I am building an application that follows a clean architecture approach. It tries to ensure the domain layer is independent of any infrastructural layer. But I'm looking at a lot of examples that implement an event sourced aggregates. Weirdly enough, almost all examples have a Version attribute on the base aggregate class. Something like this
abstract class Aggregate {
public ID: string;
public version: string;
// the rest
}
And I see this version attribute holding no value to the entire domain logic. The only reason it exists is to help with event sourcing and transaction concurrency reasons. This to me seems like a leak. But I don't know what the alternative is.
So my question is to firstly verify that this is a leak. And secondly, is to ask how to address this.
Yes, it is.
Most people just ignore it. Really.
What you are seeing here is a side effect of the fact that most people expect to use optimistic concurrency when writing to an event stream.
For that to work, you need some information taken from the database read to be available to you when you perform the database write - in other words, something analogous to "compare-and-swap". (Ever had a git repository reject your push because somebody else pushed first? same idea.)

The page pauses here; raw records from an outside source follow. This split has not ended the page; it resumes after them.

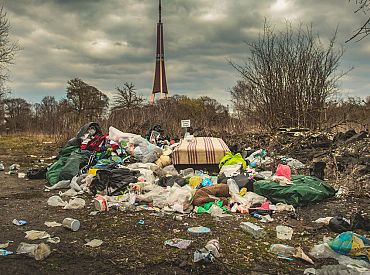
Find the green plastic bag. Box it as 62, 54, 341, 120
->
46, 145, 79, 186
219, 152, 247, 170
196, 201, 230, 214
253, 175, 336, 207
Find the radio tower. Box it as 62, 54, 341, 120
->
151, 0, 168, 104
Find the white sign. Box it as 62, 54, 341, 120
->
181, 119, 191, 128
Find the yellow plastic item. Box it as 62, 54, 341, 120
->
239, 187, 247, 196
189, 176, 203, 188
88, 168, 99, 176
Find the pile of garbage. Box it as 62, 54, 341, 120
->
33, 123, 338, 218
2, 123, 370, 272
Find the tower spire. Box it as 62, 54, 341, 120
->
151, 0, 168, 104
159, 0, 162, 23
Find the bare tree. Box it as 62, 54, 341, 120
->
0, 6, 20, 83
230, 22, 345, 130
113, 82, 145, 109
347, 0, 370, 42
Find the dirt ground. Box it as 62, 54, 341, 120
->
0, 135, 369, 275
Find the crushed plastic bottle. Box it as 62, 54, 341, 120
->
240, 222, 266, 238
269, 244, 296, 258
0, 249, 13, 256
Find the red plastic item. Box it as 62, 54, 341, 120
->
276, 164, 292, 180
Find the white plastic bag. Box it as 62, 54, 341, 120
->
63, 198, 85, 209
47, 195, 67, 207
227, 179, 240, 194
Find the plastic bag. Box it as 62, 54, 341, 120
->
227, 179, 240, 194
63, 198, 85, 209
275, 164, 292, 180
47, 195, 67, 207
328, 215, 351, 233
59, 188, 78, 197
16, 242, 51, 261
162, 165, 179, 176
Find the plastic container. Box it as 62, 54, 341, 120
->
269, 244, 296, 257
187, 226, 211, 235
62, 218, 80, 231
240, 222, 266, 238
94, 195, 108, 211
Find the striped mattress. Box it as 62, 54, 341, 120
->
172, 137, 230, 165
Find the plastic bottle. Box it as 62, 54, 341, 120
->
269, 244, 296, 257
240, 222, 266, 238
252, 213, 263, 220
0, 249, 13, 256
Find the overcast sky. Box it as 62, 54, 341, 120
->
3, 0, 370, 105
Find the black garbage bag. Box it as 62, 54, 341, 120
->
89, 168, 139, 196
217, 172, 254, 191
351, 212, 370, 231
159, 175, 186, 187
328, 215, 351, 233
27, 167, 47, 180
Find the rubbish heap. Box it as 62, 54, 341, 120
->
4, 122, 367, 273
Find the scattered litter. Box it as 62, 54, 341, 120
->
270, 244, 314, 264
276, 225, 294, 240
17, 172, 26, 178
275, 203, 295, 212
63, 198, 85, 209
313, 217, 333, 225
328, 215, 351, 233
269, 244, 295, 258
240, 222, 265, 239
47, 195, 67, 207
0, 242, 11, 249
0, 249, 13, 256
85, 239, 103, 248
193, 239, 221, 263
0, 162, 4, 171
9, 164, 20, 171
16, 242, 51, 260
25, 230, 51, 241
45, 180, 70, 190
294, 247, 314, 265
94, 195, 108, 211
137, 219, 145, 225
187, 226, 211, 235
164, 238, 192, 249
89, 211, 99, 216
44, 221, 62, 227
62, 218, 80, 231
46, 237, 61, 244
12, 219, 28, 226
59, 188, 78, 197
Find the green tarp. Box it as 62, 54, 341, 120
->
253, 175, 336, 207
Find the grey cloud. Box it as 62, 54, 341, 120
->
3, 0, 370, 105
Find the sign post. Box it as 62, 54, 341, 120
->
181, 119, 191, 138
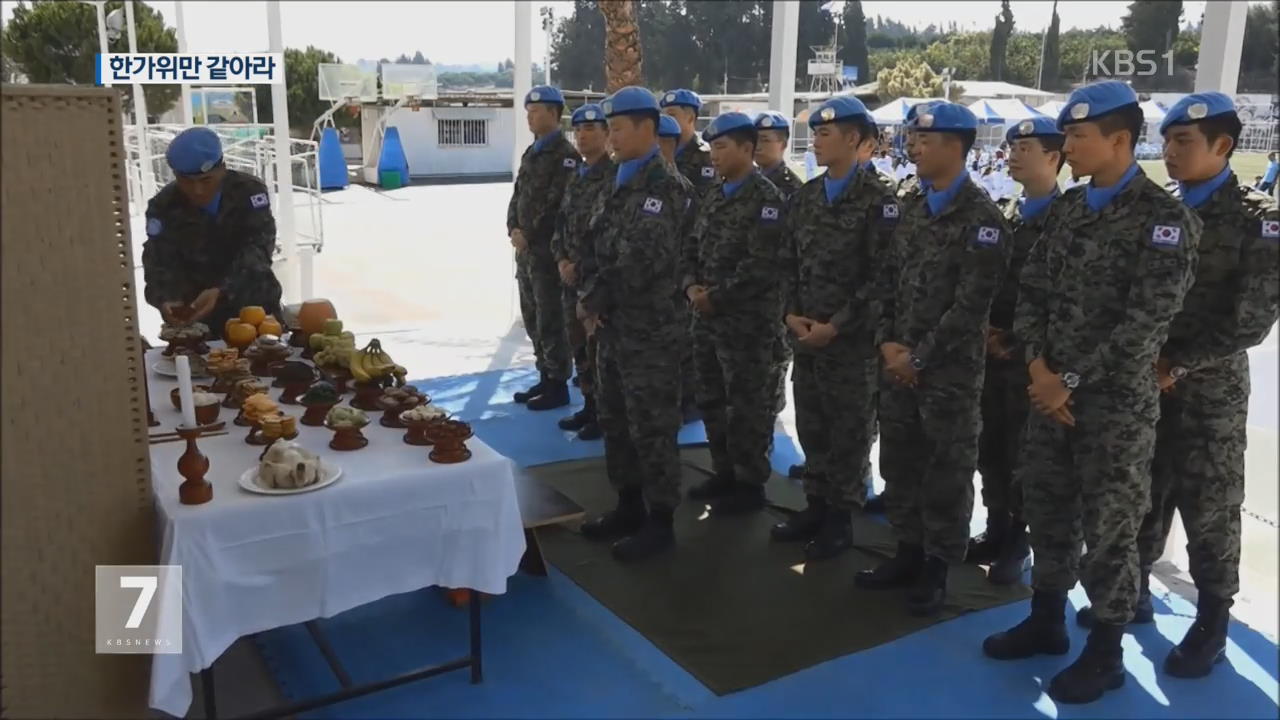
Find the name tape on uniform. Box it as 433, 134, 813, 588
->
97, 53, 282, 86
642, 197, 664, 215
975, 226, 1001, 245
1151, 225, 1182, 247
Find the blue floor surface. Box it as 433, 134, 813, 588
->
251, 367, 1279, 718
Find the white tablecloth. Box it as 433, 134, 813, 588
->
144, 352, 526, 717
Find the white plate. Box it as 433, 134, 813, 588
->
239, 461, 342, 495
152, 359, 211, 378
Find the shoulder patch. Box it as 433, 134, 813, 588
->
975, 226, 1001, 246
146, 217, 162, 236
701, 166, 716, 178
642, 197, 664, 215
1262, 219, 1279, 239
883, 203, 899, 219
1151, 225, 1182, 247
761, 206, 779, 221
250, 192, 270, 209
563, 157, 577, 168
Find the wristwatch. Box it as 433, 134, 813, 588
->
1170, 366, 1188, 380
910, 354, 926, 370
1060, 371, 1080, 390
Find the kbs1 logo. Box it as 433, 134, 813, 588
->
1089, 49, 1176, 78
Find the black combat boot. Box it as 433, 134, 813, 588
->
855, 542, 924, 590
1164, 592, 1231, 678
580, 487, 646, 542
558, 407, 592, 431
983, 590, 1071, 659
513, 374, 547, 404
577, 419, 602, 441
966, 509, 1009, 565
1078, 574, 1154, 628
987, 520, 1031, 585
688, 470, 736, 501
771, 495, 827, 542
527, 380, 570, 411
906, 555, 948, 616
804, 508, 853, 561
710, 483, 767, 515
612, 504, 675, 563
1047, 622, 1126, 704
787, 463, 807, 479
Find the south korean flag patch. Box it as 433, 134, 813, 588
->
975, 226, 1001, 246
760, 206, 779, 222
883, 203, 900, 219
1151, 225, 1182, 247
1262, 219, 1279, 240
642, 197, 664, 215
250, 192, 270, 209
701, 166, 716, 179
563, 158, 577, 168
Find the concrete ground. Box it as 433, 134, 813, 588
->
132, 179, 1278, 716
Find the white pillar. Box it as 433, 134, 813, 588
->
174, 1, 194, 125
513, 0, 533, 174
1195, 0, 1248, 94
94, 1, 109, 59
768, 1, 799, 119
267, 0, 299, 303
125, 0, 154, 201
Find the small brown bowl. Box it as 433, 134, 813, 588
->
325, 422, 369, 451
194, 402, 220, 426
170, 386, 212, 410
301, 400, 337, 427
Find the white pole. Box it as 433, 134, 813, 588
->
542, 11, 552, 85
768, 1, 800, 120
514, 0, 533, 174
267, 0, 300, 303
125, 0, 155, 202
174, 1, 194, 125
94, 1, 109, 59
1195, 0, 1248, 94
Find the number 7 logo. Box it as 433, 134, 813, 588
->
120, 575, 157, 629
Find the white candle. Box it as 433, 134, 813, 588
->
175, 355, 199, 428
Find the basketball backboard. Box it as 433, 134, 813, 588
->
318, 63, 378, 102
381, 63, 438, 101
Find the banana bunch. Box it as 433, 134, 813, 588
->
349, 339, 408, 386
312, 331, 357, 370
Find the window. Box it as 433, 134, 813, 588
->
438, 118, 488, 147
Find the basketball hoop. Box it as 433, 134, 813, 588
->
408, 97, 422, 112
346, 103, 360, 119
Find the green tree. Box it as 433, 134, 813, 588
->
1037, 0, 1061, 90
1058, 27, 1127, 84
989, 0, 1014, 81
922, 31, 990, 81
1238, 1, 1279, 92
550, 0, 606, 91
253, 46, 356, 134
412, 51, 429, 65
3, 0, 178, 118
841, 1, 870, 84
877, 56, 959, 101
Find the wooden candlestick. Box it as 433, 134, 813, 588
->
176, 425, 212, 505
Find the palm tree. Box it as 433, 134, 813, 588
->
597, 0, 643, 92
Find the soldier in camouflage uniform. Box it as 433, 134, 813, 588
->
858, 103, 1010, 617
553, 104, 614, 441
1076, 94, 1279, 679
577, 87, 686, 563
771, 97, 898, 560
754, 111, 802, 423
661, 89, 716, 195
507, 85, 579, 411
967, 116, 1065, 587
983, 82, 1201, 706
143, 127, 282, 339
679, 112, 786, 516
658, 114, 703, 425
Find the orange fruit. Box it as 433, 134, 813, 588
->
257, 316, 283, 337
225, 317, 240, 338
226, 322, 258, 349
239, 306, 267, 327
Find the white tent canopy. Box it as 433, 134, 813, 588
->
871, 97, 946, 126
1140, 99, 1168, 124
1036, 100, 1066, 119
967, 98, 1046, 124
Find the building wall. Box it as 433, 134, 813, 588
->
386, 106, 515, 178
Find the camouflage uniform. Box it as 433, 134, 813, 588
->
1015, 170, 1201, 625
764, 162, 804, 413
876, 177, 1011, 561
896, 174, 924, 201
552, 155, 615, 396
785, 169, 899, 509
142, 169, 282, 339
675, 135, 716, 195
579, 152, 686, 508
508, 132, 579, 384
683, 171, 786, 488
669, 155, 703, 416
1136, 176, 1279, 601
977, 195, 1058, 519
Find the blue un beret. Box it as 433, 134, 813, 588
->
754, 111, 790, 133
571, 103, 606, 126
603, 86, 660, 118
808, 96, 871, 129
658, 114, 682, 138
525, 85, 565, 107
1160, 92, 1237, 135
1057, 80, 1139, 129
1006, 115, 1064, 143
911, 102, 978, 132
703, 112, 755, 143
659, 88, 702, 111
165, 127, 223, 176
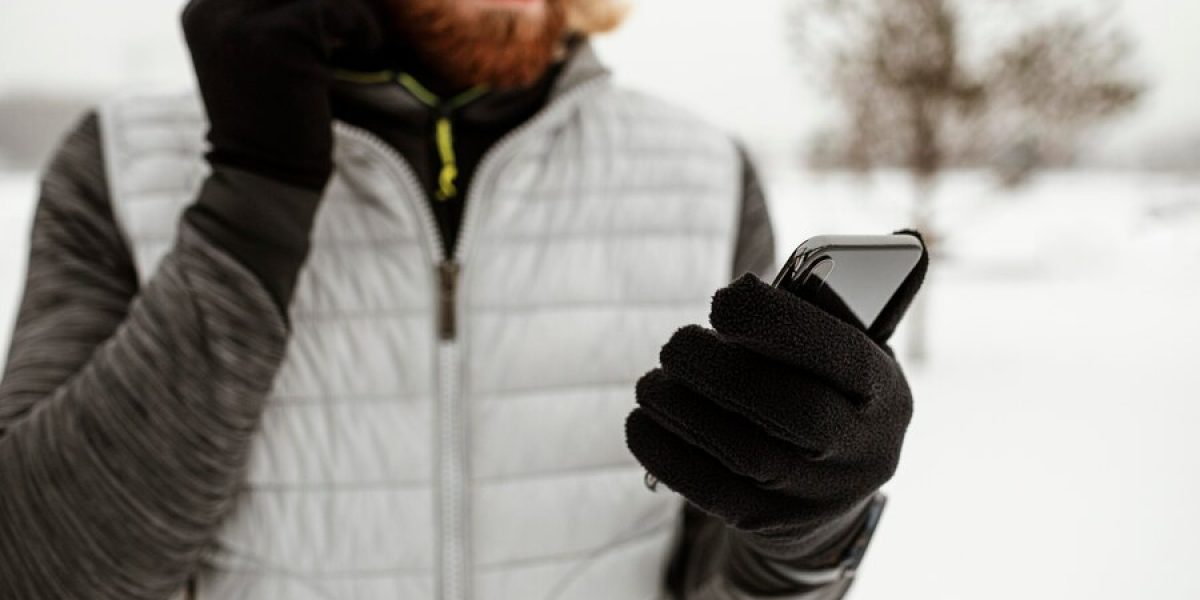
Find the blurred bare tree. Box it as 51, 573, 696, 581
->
791, 0, 1143, 361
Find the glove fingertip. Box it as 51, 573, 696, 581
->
709, 272, 820, 344
624, 409, 666, 472
634, 368, 672, 405
710, 273, 777, 322
658, 324, 715, 375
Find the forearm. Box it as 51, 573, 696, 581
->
0, 223, 289, 599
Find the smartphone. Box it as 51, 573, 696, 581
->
772, 234, 924, 332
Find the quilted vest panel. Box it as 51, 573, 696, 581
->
99, 76, 741, 600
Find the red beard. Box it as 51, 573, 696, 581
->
386, 0, 569, 90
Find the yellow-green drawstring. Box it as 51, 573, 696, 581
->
333, 69, 488, 201
434, 117, 459, 201
396, 74, 488, 201
331, 69, 396, 85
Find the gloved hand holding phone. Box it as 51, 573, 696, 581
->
627, 235, 929, 569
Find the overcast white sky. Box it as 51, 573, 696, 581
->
1, 0, 1197, 161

So that metadata, whatever form it takes, needs to be available at the point in your execution where you are creating the message to save your changes into the event store.
(Note: this isn't just an event store constraint - if you were using optimistic concurrency on a shared document store, or a shared relational database, you'd have similar issues.)
So the riddle then becomes: which tradeoffs am I willing to make to get the information I need to the place where I will need it.
One of those tradeoffs is the question: are you going to build a fresh copy of the entity from its history every time, or are you going to re-use a cached copy of the entity from the last time you used it?
And if you are going to use a cached copy of the entity, then you need to have some mechanism available to you to determine if the copy of the entity you have is consistent with the copy of the history you have.
Expressing the same idea another way: the notion that our entity in memory is the single "source of truth" is itself a leaky abstraction, and if our goal is a reliable system then we need to address the differences between the abstraction and reality.
The first step of addressing it is to evaluate whether or not it is something that needs to be addressed.
Nobody is giving away prizes to implementations that separate domain and persistence perfectly. Solutions designed with persistence metadata in the model can still deliver value to the customer.
But alternatives include:
allow the metadata in the model, but only as an opaque token. The domain model is independent of any specific implementation of the token, so your dependency graph still points the right direction (ie, you can change your persistence without needing to modify the domain code).
keep the meta data "on the envelope"; not in the domain object, but in the value that holds the cached copy of the entity.
don't cache, just rebuild the entity from scratch each time, and keep the metadata available locally until you no longer need it.
separate the domain behaviors from your data models; in other words, implement your domain logic as a collection of traits/mixins, and create persistence specific data models to host them.
None of these are great - you give away some of this to get some of that. So you make the best trade you can and get on with it.